INTERNATIONAL ORGANISATION FOR STANDARDISATION
ORGANISATION INTERNATIONALE DE NORMALISATION
ISO/IEC JTC1/SC29/WG11
CODING OF MOVING PICTURES AND AUDIO
ISO/IEC JTC1/SC29/WG11
MPEG2008/N9784
May 2008, Archamps, France
Title: Introduction to 3D Video
Source: Video
Status: Approved
3D Video is a standard that targets serving a variety of 3D displays. It is the first phase of FTV (free-viewpoint TV), which is a new framework that includes a coded representation for multiview video and depth information to support the generation of high-quality intermediate views at the receiver. This enables free viewpoint functionality and view generation for auto-multiscopic displays.
Figure 1 shows an example of an FTV system that transmits multiview video with depth information. The content may be produced in a number of ways, e.g., with multi-camera setup, depth cameras or 2D/3D conversion processes. At the receiver, depth-image-based rendering could be performed to project the signal to various types of displays.

Figure 1. Example of an FTV system and data format
The first focus (phase) of standardization for FTV is 3DV (3D Video). This means video for 3D displays. Such displays here in focus present N views (e.g. N = 9) simultaneously to the user (see Figure 2). For efficiency reasons only a lower number K of views (K = 1,..,3) shall be transmitted. For those K views additional depth data shall be provided. At the receiver side the N views to be displayed are generated from the K transmitted views with depth by depth image based rendering (DIBR). This is illustrated in Figure 2.

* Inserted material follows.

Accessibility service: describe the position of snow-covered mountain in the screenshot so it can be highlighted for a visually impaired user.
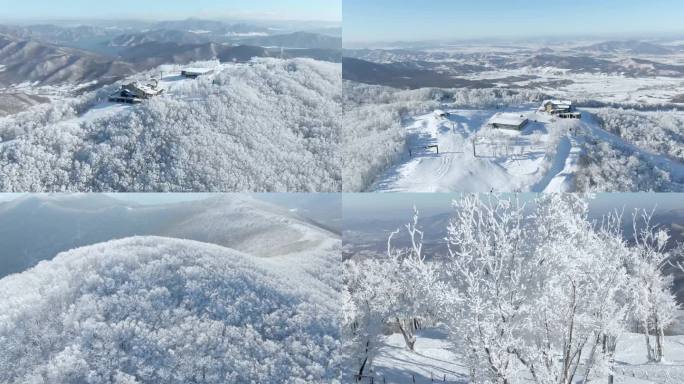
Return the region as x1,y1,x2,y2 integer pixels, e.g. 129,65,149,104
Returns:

Figure 2. Example of generating 9 outputs views (N = 9) out of 3 input views with depth (K = 3)
This application scenario imposes specific constraints such as narrow angle acquisition (< 20 degrees). Also there should be no need (cost reasons) for geometric rectification at the receiver side, meaning if any rectification is needed at all it should be performed on the input views already at the encoder side.
Some multiview displays are for example based on an LCD screens with a sheet of transparent lenses in front of it. This sheet sends different views to each eye, and so a person sees two different views, and thus enabling the person a stereoscopic viewing experience. The stereoscopic capabilities of these multiview displays are limited by the resolution of the LCD screen (currently 1920*1080). For example for a 9 view system where the cone of 9 views is 10 degrees (cone angle CA), objects are limited to +/-10% (object range OR) of the screen width to appear in front or behind the screen. Both OR and also CA will improve in time (determined by economics) as the number of pixels of the LCD screen goes up.

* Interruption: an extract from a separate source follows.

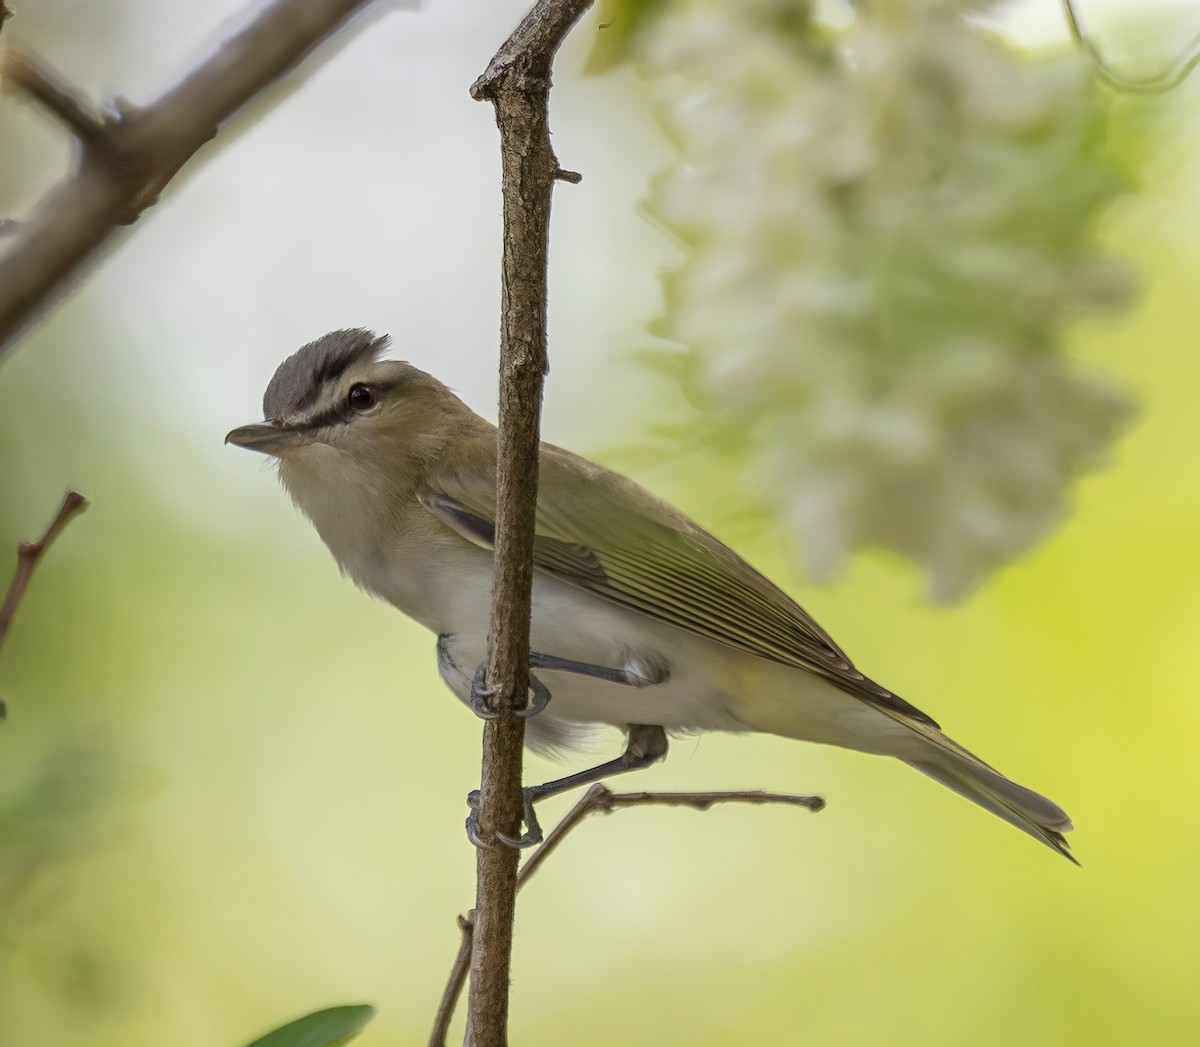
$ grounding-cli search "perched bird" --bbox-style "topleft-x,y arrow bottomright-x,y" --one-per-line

Figure 3. Example of lenticular auto-stereoscopic display requiring 9 views (N = 9)
Also other types of stereo displays appear now in large number on the market. The ability to generate output views at arbitrary positions at the receiver, is even attractive in the case of N = 2 (i.e. simple stereo display). If for example the material has been produced for a large cinema theater, direct usage of that stereo signal (2 fixed views) with relatively small home size 3D displays will yield a very different stereoscopic viewing experience (eg. strongly reduced depth effect). With a 3DV signal as illustrated in Figure 3, a new stereo pair can be generated which is optimized for the given 3D display.
[1] Masayuki Tanimoto,” Overview of Free Viewpoint Television, ”Signal Processing: Image Communication, vol.21, no.6, pp.454-461, July 2006.